The Shaft 2 is currently storming the Netflix charts as an abysmal sci-fi addition more than four years after the first film, The Shaft, and is at number 1. In the end, the horror dystopia seems to raise more questions than it provides answers. But two very different explanations for the ending will help you understand the film better. Of course not without it Spoilers for parts 1 and 2 can come off.
The ending of The Shaft 2 explains: Two interpretations are possible
Shaft 2 works according to the same social experiment of solidarity and egoism that was the basis for Part 1: In one vertical prison with 333 floors A platform with food moves through the floors from top to bottom. Because more than one portion is usually eaten upstairs, not everyone gets the same amount and fights and cannibalism break out because those on the lower floors are starving. But every month the prisoners randomly move to a new level.
In part 2 of this sci-fi scenario, Perempuán (Milena Smit) becomes the new main character. First she bows to the law of the militant group that wants to enforce justice and equal food for everyone, later she rebels against their cruel methods of punishment. Only after an hour do we find out Twist that The Shaft 2 is a prequelso before The Shaft plays. In the end, the heroine decides to escape. But on the 333rd floor she finds a boy and sends the child up from the prison floor, like the protagonist from part 1, Goreng (Iván Massagué), did. She meets him in the mid-credits scene at the lowest level with many others. But what does all of this mean? Two possible explanations suggest themselves.
Explanation 1: Shaft 2 reveals a much larger experiment
The key to the first possible explanation of the ending is that children playingwhich are repeatedly interspersed into the plot of Der Schacht 2. You play in an unknown room on a pyramid with a slide.

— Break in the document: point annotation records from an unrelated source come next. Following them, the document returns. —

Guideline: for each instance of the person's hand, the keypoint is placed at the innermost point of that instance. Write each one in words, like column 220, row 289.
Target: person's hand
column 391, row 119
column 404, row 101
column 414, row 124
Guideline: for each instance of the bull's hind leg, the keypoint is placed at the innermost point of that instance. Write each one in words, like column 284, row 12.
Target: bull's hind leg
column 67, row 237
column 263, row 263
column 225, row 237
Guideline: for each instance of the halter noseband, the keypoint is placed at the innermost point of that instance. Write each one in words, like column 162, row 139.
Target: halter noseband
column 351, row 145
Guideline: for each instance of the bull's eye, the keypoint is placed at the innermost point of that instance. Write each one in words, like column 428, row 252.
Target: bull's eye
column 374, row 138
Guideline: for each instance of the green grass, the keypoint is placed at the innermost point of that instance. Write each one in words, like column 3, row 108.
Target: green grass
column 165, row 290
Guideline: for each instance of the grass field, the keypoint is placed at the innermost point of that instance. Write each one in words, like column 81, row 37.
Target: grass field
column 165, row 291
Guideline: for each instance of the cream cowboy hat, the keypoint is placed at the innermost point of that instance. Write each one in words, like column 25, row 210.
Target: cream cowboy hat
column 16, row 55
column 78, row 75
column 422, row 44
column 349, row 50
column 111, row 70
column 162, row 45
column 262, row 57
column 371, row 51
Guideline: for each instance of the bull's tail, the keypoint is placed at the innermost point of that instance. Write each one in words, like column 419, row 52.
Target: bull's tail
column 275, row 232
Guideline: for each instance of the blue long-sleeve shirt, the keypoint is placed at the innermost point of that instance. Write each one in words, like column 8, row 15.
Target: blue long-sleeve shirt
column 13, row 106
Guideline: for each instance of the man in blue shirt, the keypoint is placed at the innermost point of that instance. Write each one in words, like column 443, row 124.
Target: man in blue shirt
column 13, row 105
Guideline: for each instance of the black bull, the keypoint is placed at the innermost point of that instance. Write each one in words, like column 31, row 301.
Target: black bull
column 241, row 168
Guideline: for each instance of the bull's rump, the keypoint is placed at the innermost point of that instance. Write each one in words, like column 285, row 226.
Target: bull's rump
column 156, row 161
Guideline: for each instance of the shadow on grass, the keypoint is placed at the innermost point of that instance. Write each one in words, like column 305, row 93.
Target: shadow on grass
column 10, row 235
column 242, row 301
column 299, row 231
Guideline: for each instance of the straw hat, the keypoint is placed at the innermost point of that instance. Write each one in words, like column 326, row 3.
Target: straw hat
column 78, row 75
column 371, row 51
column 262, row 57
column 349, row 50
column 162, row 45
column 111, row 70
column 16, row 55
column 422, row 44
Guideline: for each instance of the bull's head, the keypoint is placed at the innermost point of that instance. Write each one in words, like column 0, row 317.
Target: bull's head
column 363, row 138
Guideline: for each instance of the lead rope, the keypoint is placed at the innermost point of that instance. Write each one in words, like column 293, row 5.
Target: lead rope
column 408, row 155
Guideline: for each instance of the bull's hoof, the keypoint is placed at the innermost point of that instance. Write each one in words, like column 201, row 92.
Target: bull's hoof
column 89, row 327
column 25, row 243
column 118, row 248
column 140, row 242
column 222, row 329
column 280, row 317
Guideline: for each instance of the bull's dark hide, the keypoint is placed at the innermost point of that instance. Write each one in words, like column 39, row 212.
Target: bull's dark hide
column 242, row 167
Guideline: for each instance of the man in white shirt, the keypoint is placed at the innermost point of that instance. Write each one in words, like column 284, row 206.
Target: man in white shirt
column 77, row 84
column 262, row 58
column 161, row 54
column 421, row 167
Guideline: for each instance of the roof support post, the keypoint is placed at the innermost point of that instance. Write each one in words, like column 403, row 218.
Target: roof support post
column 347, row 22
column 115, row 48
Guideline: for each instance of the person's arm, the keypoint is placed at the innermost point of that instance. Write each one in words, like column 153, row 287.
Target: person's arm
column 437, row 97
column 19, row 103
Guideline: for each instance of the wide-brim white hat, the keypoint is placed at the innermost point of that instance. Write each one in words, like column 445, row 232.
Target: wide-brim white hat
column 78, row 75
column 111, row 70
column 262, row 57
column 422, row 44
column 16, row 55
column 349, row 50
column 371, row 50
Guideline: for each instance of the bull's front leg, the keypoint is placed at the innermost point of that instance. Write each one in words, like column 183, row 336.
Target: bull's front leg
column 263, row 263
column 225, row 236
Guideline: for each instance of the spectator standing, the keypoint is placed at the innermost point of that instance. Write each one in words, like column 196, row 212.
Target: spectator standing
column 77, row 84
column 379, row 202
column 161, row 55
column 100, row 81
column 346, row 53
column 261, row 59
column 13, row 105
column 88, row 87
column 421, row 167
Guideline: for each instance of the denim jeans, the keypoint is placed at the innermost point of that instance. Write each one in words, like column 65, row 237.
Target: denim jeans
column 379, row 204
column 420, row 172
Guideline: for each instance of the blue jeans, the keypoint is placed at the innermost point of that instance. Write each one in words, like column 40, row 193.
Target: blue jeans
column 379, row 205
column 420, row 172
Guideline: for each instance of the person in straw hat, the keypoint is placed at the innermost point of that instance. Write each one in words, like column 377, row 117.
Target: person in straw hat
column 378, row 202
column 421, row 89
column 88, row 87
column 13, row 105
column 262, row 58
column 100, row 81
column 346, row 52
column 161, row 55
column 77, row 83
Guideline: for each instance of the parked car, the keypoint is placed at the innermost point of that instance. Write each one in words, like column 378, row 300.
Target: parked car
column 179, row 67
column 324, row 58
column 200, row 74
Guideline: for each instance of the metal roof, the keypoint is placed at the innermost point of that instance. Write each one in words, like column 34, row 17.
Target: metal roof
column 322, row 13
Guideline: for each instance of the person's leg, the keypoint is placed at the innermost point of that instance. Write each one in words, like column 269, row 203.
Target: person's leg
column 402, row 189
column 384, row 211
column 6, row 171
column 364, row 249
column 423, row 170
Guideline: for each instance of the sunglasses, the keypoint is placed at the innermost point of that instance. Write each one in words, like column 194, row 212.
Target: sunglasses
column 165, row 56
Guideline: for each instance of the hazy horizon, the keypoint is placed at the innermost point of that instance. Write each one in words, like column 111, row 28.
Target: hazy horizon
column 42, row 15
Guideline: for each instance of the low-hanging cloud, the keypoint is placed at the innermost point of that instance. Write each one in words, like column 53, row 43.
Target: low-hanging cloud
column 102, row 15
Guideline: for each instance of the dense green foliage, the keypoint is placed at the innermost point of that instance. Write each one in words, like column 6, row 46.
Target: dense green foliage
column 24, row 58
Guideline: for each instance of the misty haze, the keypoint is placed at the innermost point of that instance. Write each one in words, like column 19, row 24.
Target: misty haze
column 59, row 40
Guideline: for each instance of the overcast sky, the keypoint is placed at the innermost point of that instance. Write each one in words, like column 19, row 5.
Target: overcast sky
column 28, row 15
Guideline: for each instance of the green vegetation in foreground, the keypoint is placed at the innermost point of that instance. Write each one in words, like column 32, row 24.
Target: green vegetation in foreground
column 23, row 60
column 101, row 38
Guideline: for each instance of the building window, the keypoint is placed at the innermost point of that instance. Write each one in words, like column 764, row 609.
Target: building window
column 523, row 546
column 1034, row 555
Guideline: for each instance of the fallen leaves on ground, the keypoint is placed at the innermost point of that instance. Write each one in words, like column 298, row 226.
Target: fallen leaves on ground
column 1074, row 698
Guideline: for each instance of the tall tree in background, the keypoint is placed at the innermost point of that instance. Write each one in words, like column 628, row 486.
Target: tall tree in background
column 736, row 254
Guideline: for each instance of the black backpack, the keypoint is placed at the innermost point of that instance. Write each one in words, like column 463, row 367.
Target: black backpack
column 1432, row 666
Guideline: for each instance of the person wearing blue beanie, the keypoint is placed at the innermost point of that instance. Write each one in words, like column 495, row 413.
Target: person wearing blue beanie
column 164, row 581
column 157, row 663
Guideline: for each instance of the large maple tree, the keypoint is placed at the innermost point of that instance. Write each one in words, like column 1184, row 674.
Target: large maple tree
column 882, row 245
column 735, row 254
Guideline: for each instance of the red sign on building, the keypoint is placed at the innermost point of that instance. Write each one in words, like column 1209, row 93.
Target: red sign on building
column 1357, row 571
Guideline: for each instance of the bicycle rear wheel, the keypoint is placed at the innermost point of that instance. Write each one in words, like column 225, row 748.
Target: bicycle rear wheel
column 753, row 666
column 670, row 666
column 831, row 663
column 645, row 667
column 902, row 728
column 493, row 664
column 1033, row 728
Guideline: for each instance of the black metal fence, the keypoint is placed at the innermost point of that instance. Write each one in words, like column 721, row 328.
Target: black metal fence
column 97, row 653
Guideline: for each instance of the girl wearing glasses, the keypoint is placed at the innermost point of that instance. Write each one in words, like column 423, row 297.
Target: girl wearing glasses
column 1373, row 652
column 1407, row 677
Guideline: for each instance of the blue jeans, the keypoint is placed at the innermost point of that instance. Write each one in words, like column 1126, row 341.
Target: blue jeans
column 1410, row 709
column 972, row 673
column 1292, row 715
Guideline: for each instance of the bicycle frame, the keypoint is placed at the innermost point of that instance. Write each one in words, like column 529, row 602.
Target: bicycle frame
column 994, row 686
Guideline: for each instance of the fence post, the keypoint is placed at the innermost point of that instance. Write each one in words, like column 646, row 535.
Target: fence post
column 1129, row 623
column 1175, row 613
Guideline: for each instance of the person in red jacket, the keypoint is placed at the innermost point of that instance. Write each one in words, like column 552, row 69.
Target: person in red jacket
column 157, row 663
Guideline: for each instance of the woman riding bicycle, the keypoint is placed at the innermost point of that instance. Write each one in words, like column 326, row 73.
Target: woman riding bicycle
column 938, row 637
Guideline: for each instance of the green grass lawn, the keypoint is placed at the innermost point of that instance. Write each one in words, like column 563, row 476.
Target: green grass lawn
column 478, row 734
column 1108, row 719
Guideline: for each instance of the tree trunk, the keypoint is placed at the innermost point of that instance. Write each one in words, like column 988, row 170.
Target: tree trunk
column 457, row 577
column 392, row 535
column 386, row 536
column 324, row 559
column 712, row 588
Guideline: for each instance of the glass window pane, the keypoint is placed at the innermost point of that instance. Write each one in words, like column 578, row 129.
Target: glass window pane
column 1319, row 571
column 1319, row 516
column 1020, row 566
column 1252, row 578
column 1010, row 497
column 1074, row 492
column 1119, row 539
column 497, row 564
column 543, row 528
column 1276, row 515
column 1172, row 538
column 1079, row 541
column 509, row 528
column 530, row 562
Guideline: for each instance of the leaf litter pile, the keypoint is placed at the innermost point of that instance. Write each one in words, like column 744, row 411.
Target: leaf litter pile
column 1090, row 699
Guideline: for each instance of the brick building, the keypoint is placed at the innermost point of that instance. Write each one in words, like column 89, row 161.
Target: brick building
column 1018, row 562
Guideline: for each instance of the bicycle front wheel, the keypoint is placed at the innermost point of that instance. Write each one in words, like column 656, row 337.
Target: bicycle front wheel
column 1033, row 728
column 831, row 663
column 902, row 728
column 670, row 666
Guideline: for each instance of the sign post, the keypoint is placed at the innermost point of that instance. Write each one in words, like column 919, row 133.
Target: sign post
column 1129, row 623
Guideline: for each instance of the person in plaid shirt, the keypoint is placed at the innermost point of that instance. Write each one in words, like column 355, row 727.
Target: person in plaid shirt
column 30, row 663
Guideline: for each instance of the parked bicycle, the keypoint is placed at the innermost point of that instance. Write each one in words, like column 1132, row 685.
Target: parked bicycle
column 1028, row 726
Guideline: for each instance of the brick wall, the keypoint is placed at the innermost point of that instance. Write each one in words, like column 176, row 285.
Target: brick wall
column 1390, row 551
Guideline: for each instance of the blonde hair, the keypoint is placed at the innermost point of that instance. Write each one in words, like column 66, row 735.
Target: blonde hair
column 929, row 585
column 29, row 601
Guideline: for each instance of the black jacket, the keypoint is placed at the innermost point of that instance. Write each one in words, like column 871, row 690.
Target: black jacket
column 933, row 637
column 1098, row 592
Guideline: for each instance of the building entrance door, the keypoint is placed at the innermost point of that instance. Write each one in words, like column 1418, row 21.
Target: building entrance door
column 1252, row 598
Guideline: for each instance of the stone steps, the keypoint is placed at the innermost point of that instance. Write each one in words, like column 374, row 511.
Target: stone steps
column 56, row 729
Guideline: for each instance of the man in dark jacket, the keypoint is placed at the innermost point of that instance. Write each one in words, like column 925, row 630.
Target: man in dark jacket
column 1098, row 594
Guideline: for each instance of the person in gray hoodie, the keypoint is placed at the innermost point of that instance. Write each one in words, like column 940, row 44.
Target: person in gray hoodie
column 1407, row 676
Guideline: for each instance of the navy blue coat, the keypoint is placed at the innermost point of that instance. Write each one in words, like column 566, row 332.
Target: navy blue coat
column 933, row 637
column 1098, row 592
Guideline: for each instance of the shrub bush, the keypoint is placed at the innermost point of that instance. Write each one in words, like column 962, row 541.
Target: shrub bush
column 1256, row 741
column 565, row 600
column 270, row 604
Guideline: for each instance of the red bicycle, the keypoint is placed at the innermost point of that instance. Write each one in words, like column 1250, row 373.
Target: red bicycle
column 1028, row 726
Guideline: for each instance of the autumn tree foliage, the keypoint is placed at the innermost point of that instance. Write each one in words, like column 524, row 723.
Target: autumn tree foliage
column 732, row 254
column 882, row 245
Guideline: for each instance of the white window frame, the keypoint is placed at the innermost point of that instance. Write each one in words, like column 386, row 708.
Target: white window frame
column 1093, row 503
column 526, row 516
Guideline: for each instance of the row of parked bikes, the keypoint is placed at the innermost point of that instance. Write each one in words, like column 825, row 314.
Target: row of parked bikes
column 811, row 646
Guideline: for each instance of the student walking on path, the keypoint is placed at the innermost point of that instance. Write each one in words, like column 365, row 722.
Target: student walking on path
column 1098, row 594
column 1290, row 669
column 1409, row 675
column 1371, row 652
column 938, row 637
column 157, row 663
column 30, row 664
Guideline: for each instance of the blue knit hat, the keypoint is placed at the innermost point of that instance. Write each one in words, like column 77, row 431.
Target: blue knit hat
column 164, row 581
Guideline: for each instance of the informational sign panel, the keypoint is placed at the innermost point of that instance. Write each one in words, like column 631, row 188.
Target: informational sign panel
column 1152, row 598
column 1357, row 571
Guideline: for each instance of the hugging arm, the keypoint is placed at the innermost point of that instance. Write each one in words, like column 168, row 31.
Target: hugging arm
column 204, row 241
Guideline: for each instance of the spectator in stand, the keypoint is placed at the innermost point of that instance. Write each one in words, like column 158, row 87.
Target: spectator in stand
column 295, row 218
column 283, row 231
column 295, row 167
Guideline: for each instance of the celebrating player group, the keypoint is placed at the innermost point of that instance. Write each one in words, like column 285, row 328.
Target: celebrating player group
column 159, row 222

They could easily be read as another metaphor for prison because they, too, are fighting to get to the top of the pyramid. But the winner ends up being taken away and taken to the (officially) lowest level of level 333. So the boy that Perempuán finds during her escape and for whom she gives up her own attempt to escape became placed on level 333.
What’s more: the woman who leads the boy away is Miharu (Alexandra Masangkay), who in Part 1 was an apparent inmate looking for her daughter. But apparently she is in reality Part of the prison staff and just played the desperate mother. Because when she leads the boy away from the pyramid room, we also see her “daughter” among the children, to whom she pays no further attention. The girl is probably just another child bait who will later be brought to level 333 for Goreng (because The Shaft 2 is a prequel).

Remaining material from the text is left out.